Valt de werkwijze van de medezeggenschapsraden ook te verbeteren?
‘Ik denk dat de instituutsraden te weinig zichtbaar zijn en relatief veel tijd steken in het gesprek met management en directie. Er moet veel meer met collega’s worden gesproken. Het heeft er ook mee te maken dat de ambtelijke ondersteuning geprofessionaliseerd zou worden en daar zie ik nog te weinig van. Als dat beter functioneert, gaat het beter in de communicatie en het betrekken van de achterban.’

Geldt dat ook voor de Hogeschoolraad?
‘De HSR is echt een ander verhaal. Die is veel professioneler georganiseerd en het is best helder wat de raad doet. Er verschijnen bijvoorbeeld regelmatig nieuwsbrieven.

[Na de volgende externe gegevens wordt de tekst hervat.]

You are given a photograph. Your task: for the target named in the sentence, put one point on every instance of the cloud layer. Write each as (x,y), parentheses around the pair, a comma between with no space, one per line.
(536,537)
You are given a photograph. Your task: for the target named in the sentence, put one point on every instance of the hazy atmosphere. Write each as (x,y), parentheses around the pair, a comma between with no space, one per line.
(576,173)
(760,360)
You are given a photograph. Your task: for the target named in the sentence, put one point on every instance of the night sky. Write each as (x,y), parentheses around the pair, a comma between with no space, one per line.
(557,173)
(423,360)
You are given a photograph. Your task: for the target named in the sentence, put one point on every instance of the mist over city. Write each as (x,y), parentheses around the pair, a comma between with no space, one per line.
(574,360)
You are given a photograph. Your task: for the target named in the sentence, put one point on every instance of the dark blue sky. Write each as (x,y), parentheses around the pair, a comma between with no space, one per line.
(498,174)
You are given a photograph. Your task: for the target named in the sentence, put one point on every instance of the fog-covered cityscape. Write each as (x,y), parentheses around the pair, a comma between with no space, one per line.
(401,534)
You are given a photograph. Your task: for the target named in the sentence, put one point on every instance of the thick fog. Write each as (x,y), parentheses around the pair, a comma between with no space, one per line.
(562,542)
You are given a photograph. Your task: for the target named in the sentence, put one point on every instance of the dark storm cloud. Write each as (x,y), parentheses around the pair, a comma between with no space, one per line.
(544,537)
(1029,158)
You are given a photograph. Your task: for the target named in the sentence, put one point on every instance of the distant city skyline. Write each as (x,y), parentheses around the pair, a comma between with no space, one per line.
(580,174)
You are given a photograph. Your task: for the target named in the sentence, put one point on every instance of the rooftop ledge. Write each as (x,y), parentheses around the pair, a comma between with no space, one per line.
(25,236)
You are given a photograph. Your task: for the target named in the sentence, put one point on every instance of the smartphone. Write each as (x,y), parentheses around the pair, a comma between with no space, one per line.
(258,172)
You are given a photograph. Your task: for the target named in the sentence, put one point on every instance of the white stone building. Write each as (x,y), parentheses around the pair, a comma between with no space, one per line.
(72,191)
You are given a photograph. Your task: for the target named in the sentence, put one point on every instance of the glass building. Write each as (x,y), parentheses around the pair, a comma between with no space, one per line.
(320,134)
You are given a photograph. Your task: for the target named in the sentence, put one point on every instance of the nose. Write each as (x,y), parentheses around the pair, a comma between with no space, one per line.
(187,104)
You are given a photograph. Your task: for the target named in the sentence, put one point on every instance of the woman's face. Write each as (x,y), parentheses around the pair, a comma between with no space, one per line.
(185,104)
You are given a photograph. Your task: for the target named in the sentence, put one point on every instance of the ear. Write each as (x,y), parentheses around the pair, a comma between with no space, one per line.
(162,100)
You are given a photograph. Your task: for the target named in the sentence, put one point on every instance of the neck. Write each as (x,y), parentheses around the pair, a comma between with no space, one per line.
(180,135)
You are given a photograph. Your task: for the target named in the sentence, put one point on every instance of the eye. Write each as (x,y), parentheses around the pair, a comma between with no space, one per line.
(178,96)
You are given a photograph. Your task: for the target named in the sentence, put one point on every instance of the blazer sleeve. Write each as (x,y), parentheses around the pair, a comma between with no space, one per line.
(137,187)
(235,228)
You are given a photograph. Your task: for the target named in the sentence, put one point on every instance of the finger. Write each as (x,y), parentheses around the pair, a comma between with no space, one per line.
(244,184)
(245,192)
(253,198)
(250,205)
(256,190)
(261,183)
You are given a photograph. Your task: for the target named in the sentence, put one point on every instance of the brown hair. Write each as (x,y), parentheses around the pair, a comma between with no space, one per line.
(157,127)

Door de organisatieontwikkelingen en onderwijsinnovatie, die enkele jaren geleden zijn gestart, komen veel zaken nu samen. Dat merken we allemaal tijdens onze werkzaamheden. Daarom is het des te belangrijker dat de medezeggenschap die geluiden vanaf de werkvloer op de agenda krijgt van de directeuren en het college van bestuur. Ik heb het idee dat dat op dit moment onvoldoende gebeurt: het beleid wordt uitgevoerd terwijl het management te weinig oog heeft voor de impact op de werkvloer.’